Georg Pazderski sera finalement battu à deux reprises, incapable de résister aux assauts de l’«Aile» – comme on appelle tout simplement à l’interne le courant extrémiste de Björn Höcke. Responsable de l’AfD en Thuringe (ex-RDA), Björn Höcke s’était attiré les foudres de Frauke Petry en déclarant au printemps sous les acclamations de ses supporters à Dresde, au sujet du Mémorial de l’Holocauste à Berlin, que «l’Allemagne était le seul peuple au monde à avoir planté au coeur de sa capitale un monument de la honte». Frauke Petry, qui avait lancé une procédure d’exclusion de Björn Höcke devant les instances dirigeantes du parti, s’était cassé les dents sur le poids de l’«Aile».
«Chasser Merkel» du pouvoir
Björn Höcke et ses hommes, qui semblent plus que jamais tirer les ficelles en sous-main, ont finalement imposé l’élection d’Alexander Gauland, 76 ans, figure historique du parti et déjà chef du groupe parlementaire de l’AfD au Bundestag. Alexander Gauland, un ancien de la CDU qui veut «chasser Merkel» du pouvoir, ne recule lui-même devant aucune provocation, expliquant au sujet de la période 1933-1945 qu’il fallait «cesser de nous reprocher ces douze années» ou saluant les «accomplissements des soldats allemands pendant les deux guerres mondiales».

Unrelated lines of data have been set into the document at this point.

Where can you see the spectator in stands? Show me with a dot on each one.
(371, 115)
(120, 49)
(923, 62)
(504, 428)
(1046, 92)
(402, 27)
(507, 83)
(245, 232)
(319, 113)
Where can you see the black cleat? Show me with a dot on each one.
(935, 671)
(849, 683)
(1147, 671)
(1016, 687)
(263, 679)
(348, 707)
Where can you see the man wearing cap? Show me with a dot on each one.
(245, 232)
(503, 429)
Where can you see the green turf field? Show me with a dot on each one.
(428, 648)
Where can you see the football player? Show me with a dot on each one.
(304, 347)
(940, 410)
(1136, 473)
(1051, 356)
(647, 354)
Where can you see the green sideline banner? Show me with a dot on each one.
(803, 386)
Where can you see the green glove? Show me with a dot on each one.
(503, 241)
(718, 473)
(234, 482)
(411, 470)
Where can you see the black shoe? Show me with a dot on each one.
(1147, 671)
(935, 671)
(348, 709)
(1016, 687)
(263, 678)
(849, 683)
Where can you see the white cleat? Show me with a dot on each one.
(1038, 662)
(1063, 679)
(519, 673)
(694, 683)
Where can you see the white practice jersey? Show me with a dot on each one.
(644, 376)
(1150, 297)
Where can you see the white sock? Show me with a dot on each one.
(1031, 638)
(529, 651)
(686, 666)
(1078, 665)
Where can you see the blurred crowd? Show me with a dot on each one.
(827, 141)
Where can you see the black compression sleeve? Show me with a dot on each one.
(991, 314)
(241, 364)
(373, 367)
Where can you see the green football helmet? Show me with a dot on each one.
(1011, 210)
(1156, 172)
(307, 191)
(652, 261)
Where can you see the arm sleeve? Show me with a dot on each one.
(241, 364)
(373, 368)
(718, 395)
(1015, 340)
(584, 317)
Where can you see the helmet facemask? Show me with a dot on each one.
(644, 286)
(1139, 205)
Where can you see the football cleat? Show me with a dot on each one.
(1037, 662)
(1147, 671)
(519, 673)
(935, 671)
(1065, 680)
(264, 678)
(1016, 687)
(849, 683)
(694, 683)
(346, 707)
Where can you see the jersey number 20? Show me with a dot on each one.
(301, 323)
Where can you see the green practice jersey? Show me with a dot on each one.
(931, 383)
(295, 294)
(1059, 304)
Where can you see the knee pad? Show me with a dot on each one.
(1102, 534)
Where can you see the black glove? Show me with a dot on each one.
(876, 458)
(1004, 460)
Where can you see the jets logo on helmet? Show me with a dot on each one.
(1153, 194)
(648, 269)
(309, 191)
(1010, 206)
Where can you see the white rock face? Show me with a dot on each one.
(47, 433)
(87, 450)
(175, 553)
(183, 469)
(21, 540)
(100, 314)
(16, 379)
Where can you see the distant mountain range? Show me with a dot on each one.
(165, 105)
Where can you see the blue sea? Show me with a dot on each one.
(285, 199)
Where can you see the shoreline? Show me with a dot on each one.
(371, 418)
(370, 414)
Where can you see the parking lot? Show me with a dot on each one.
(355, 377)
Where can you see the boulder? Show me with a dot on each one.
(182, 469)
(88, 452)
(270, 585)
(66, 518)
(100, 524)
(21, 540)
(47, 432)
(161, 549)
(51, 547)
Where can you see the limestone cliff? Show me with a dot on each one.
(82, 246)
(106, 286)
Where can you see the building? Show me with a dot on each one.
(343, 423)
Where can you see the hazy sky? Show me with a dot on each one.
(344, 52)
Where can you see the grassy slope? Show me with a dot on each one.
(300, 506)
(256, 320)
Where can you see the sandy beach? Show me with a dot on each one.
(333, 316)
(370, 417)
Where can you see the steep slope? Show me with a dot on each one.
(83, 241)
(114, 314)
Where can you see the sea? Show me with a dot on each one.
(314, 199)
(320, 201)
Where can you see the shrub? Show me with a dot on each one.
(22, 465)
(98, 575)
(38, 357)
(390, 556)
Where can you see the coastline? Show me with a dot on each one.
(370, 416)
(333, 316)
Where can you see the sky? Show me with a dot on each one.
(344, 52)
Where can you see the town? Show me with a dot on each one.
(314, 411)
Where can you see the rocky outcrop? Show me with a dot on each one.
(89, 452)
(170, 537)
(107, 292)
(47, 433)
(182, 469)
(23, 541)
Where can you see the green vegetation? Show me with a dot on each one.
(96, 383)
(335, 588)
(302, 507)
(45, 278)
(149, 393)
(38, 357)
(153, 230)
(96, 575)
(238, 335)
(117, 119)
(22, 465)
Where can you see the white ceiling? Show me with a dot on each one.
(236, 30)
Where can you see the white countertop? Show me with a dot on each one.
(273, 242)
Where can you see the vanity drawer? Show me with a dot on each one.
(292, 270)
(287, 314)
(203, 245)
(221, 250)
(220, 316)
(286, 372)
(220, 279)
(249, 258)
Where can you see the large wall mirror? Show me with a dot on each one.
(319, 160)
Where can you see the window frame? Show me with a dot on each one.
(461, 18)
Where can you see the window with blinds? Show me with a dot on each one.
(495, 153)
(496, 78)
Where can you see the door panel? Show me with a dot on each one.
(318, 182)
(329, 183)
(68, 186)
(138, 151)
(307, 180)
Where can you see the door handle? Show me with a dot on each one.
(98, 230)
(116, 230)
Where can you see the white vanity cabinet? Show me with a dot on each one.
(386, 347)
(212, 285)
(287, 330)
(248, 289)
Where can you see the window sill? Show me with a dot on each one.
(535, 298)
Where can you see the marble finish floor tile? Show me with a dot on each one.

Avec Jörg Meuthen, Alexander Gauland et Björn Höcke en embuscade, l’AfD se décale un peu plus vers la droite. «Les conservateurs pragmatiques sont désormais minoritaires. Le parti se trouve beaucoup plus à droite que ce que bien des délégués pensaient eux-mêmes», estime le quotidien Süddeutsche Zeitung sur son site, tandis que le quotidien berlinois Tagesspiegel s’attend à une nouvelle vague de défections parmi les militants, alors que quantité de cadres régionaux avaient fui l’AfD dans le sillage de la défection de Frauke Petry au lendemain des élections. «Les pragmatiques au sein du parti avaient surestimé leur poids, poursuit la Süddeutsche Zeitung. Il est désormais évident que l’Aile peut à tout moment les bloquer. Les pragmatiques sont tolérés, rien de plus.»
Le virage à droite de l’AfD pourrait affaiblir un peu plus Angela Merkel, incapable de trouver une majorité stable en raison du score obtenu par l’AfD aux élections législatives et qui peut désormais s’attendre à une opposition des plus musclées au sein du Bundestag. Samedi, Jörg Meuthen obtenait une salve d’applaudissements en critiquant «ces pathétiques petits jeux de bac à sable» auxquels se livreraient les partis traditionnels à la recherche d’une majorité, ajoutant: «Tout cela est bon pour nous et nous apporte de nouveaux partisans.»